Bukowski, con John Fante, da lui molto apprezzato, e poi con la variegata compagnia di giro della Beat Generation, che invece non amava, è stato la (cattiva) coscienza di un Paese. È stato il vento che marca visita e si placa, sarcastico, nei momenti in cui ci sarebbe da far garrire la bandiera mentre sotto, perfettamente allineati e con la mano destra sul cuore, i bravi americani sono pronti a commuoversi fin dalle prime note dell’inno.
A proposito di stars and stripes, un piccolo episodio della vita del giovane Hank, riportato da Paolo Roversi in Charles Bukowski. Scrivo racconti e poi ci metto il sesso per vendere (il saggio-biografia ripubblicato in questi giorni da Castelvecchi), è davvero illuminante sul suo carattere e sul suo destino di scrittore. Dunque, alla Junior High School che il ragazzo frequenta senza infamia e senza lode, un bel giorno fa visita nientemeno che il presidente Hoover. Inevitabile, quindi, il tema in classe inflitto dal professore di lettere sull’evento epocale. Ebbene, la relazione a firma del futuro autore di Pulp e Post Office spicca nettamente su quelle dei compagni, tanto da ricevere un solenne encomio. Peccato che Hank, con mossa già chiaramente bukowskiana, il presidente non l’avesse nemmeno visto! Ecco, la sua scrittura è questo: è vestire il reale con i panni del plausibile.
Certo, l’autobiografismo è la cifra distintiva di Bukowski, ma ne è anche la fedele maschera.
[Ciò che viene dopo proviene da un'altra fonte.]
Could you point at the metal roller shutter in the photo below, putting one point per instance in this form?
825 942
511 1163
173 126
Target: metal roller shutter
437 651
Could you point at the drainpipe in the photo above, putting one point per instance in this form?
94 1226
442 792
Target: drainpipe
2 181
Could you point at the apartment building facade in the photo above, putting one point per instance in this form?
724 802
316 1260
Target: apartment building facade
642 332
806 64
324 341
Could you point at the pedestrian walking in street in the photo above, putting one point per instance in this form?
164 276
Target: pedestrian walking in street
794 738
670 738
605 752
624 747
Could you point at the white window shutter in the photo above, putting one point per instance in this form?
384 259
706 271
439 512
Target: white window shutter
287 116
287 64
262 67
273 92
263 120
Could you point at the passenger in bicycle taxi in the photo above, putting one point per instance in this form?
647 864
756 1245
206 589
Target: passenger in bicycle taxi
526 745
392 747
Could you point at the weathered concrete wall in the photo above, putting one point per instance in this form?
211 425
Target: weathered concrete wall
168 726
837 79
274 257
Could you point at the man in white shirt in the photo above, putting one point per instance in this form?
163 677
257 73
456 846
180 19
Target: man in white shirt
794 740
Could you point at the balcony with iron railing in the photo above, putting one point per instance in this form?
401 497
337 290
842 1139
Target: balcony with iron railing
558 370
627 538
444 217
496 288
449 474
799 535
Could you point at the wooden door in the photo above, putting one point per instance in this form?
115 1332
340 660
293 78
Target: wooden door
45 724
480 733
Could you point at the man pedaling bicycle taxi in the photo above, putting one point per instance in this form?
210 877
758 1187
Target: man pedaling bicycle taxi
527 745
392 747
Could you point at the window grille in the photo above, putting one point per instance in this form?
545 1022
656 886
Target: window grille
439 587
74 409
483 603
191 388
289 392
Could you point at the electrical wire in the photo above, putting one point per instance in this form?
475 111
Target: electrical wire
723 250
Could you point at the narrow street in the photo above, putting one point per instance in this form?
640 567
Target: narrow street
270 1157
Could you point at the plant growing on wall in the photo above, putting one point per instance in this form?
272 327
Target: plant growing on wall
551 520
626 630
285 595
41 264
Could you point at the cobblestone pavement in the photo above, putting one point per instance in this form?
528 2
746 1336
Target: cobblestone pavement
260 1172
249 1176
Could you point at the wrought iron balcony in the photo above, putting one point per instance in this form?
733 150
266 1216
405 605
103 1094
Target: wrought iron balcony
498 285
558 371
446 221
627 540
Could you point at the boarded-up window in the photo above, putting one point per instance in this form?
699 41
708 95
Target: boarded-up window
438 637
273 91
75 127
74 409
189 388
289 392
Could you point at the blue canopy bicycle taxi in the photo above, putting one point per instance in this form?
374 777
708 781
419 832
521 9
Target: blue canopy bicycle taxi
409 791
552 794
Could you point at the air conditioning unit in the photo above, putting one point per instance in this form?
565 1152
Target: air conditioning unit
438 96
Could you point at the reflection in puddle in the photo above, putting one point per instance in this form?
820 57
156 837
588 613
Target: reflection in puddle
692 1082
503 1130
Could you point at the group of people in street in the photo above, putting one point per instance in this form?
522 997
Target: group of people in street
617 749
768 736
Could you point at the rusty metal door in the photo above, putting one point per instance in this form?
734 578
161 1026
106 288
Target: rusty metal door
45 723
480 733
Dietro il whiskey c’era, a fiumi, l’acqua minerale; dietro la frequentazione di bettole e cattive compagnie c’erano, eccome, le letture «alte» (Lawrence e Hamsun, per esempio); dietro le innumerevoli Donne (titolo secco, dry di un suo libro) prese e lasciate c’era il fatto, attestato, che il primo rapporto sessuale completo lo ebbe alla veneranda età di 23 anni; dietro allo scorbutico, allo scostante, al volgare mattatore (celebre la bottiglia scolata nel salotto buono della trasmissione della tv francese Apostrophes) fa capolino qualche posa da gentiluomo d’antan, come il baciamano e la rosa donati a Fernanda Pivano, accompagnati da una timida richiesta: «Scrivi qualcosa di carino su di me»; dietro alle recite nazistoidi atte a scandalizzare gli astanti trapela la tenerezza del padre per la figlia Marina.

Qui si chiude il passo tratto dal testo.